My hasband thinks its great, it gives him another reason to go hunting.  But I do all the work. He doesnt do anything other than shoot and bring it to me. He doesnt know how to feed raw, like the ratio and what not, but he thinks its a good diet. He says are dogs are so healthy.


----------



## Scarlett_O' (May 19, 2011)

Oh...forgot to mention(or brag I suppose!:tongue1

As long as I remind husband of the weight per dog/cat and tell him which meat(s) to feed each of them he CAN and WILL feed!!:thumb:
Comes in VERY handy when I leave for the barn early in the morning and dont want to feed before doing so!!!:becky:


----------



## Caty M (Aug 13, 2010)

Well before I got Bishy and did a lot of research I was going to feed a BARF diet.. and told my boyfriend proudly, "I'm going to feed our new puppy barf!".. LOL the look on his face.

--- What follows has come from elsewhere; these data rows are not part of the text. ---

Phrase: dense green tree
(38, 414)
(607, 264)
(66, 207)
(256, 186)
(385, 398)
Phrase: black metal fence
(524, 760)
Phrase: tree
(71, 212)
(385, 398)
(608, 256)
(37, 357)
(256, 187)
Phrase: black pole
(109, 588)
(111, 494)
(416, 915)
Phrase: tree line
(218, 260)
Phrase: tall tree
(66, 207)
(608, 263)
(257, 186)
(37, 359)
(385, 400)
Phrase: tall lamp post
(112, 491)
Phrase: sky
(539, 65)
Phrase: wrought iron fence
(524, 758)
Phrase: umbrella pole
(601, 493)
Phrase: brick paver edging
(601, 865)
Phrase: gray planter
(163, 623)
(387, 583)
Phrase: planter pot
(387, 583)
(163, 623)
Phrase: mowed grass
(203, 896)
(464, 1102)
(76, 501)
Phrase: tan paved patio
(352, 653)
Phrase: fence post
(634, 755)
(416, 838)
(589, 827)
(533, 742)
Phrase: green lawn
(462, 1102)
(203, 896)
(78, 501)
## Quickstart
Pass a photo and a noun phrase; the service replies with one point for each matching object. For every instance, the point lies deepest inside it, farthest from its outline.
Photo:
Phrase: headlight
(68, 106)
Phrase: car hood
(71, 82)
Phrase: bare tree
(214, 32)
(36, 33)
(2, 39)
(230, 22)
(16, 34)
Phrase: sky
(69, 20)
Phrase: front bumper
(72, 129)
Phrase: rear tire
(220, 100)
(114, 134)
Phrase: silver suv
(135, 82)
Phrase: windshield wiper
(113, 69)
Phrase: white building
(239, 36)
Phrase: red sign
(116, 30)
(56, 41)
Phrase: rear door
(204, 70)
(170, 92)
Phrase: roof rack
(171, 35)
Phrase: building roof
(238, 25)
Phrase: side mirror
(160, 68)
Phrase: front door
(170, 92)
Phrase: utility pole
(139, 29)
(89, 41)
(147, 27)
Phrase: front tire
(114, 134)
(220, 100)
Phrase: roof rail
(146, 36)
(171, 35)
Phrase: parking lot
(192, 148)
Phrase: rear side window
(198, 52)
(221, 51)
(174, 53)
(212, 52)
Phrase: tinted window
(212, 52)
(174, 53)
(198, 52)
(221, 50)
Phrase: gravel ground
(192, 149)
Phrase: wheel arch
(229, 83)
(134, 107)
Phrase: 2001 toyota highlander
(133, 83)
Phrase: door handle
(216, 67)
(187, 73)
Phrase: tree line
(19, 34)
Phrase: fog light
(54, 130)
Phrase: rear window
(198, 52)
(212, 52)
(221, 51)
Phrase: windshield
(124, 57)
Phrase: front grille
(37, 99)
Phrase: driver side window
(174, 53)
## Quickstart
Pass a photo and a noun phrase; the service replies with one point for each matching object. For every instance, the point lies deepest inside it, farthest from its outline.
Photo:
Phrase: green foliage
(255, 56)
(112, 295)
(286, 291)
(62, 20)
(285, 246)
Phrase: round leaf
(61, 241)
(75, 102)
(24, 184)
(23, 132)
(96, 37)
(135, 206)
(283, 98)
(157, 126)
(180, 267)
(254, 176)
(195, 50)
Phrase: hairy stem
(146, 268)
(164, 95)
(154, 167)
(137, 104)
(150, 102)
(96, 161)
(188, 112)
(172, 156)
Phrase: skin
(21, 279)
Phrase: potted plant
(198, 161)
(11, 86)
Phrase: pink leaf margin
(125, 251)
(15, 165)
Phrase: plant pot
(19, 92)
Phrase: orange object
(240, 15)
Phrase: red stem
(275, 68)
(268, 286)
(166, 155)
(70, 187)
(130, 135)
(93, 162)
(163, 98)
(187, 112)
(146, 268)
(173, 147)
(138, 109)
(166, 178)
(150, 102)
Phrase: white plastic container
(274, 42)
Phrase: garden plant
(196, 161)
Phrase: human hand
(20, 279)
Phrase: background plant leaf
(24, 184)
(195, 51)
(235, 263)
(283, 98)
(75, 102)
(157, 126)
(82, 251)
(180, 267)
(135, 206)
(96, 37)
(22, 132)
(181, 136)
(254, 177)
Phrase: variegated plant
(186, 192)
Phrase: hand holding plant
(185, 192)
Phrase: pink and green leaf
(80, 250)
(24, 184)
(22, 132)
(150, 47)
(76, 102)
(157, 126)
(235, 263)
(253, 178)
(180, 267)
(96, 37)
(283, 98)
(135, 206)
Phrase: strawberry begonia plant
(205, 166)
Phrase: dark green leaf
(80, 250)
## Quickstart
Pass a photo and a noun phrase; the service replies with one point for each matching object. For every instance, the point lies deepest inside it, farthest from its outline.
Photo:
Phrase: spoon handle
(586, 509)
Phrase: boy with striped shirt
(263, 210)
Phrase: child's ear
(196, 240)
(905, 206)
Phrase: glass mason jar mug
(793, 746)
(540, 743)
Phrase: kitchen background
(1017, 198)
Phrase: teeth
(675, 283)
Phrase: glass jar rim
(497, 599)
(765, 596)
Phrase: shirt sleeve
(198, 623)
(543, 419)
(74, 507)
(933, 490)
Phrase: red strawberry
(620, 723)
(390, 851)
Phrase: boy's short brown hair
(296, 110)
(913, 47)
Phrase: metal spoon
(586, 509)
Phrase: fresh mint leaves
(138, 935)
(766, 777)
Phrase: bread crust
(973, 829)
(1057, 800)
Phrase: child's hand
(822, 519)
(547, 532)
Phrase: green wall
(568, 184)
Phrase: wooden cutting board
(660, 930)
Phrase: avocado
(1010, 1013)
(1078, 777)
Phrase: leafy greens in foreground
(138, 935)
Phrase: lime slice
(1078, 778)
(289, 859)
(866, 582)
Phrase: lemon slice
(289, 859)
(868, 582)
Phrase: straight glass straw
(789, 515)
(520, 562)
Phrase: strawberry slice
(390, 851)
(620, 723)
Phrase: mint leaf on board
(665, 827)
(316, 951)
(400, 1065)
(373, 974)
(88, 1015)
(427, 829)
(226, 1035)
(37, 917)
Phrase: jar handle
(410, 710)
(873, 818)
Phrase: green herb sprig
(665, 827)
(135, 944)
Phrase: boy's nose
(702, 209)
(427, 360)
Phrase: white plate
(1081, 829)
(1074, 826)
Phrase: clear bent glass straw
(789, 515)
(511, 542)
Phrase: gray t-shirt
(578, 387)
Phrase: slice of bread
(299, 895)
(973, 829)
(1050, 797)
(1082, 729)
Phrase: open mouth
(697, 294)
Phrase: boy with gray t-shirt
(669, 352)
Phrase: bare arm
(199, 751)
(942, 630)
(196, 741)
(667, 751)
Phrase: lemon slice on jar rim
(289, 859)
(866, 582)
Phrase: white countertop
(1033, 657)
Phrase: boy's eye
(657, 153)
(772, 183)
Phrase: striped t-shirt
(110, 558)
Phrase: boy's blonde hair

He doesn't really help that much and gets grossed out by raw meat and organs but he does feed them if I ask. I don't mind doing all the work since it WAS my idea in the first place. He does like that they don't have smelly breath and are nice and shiny and barely shed.


----------



## AveryandAudrey (Sep 20, 2010)

Scarlett_O' said:


> Oh...forgot to mention(or brag I suppose!:tongue1
> 
> As long as I remind husband of the weight per dog/cat and tell him which meat(s) to feed each of them he CAN and WILL feed!!:thumb:
> Comes in VERY handy when I leave for the barn early in the morning and dont want to feed before doing so!!!:becky:


Wow thats pretty cool! I'd have to put their meals in a baggy portioned out before my husband would know what to do haha. But I admit I pretty much have all say when it comes to the dogs. But he thinks the raw diet is cool and tells people "My dogs dont eat dog food, my wife knows all about really taking care of dogs" I dont know everything but I dont mind hearing him say that hehe


----------



## magicre (Apr 7, 2010)

i had to convince honey.....but it took nothing to convince him....he likes to research, so when i brought it up, he started reading about it and then we did it.

when it comes to the kids, we do very little without a consensus.

he does the weekend feedings....


----------



## biancaDB (Nov 3, 2011)

I''d just like to add that although my bf is all for raw, he knows just how seriously I take nutrition and likes to troll me every now and again... 
for example he just said: "cats can't eat raw meat you know... it's bad for their....digestive enzymes..." and then this is his face...


----------



## Cliffdog (Dec 30, 2010)

I live in the south... a lot of people here have tossed their dog the occasional piece of raw meat. Most of the concern here is where people assume a diet of ONLY raw meat and NO kibble cannot possibly be balanced/healthy. That's how my family feels and many other people I meet. But with ours on half raw and doing so well, I think my family is having a change of mind.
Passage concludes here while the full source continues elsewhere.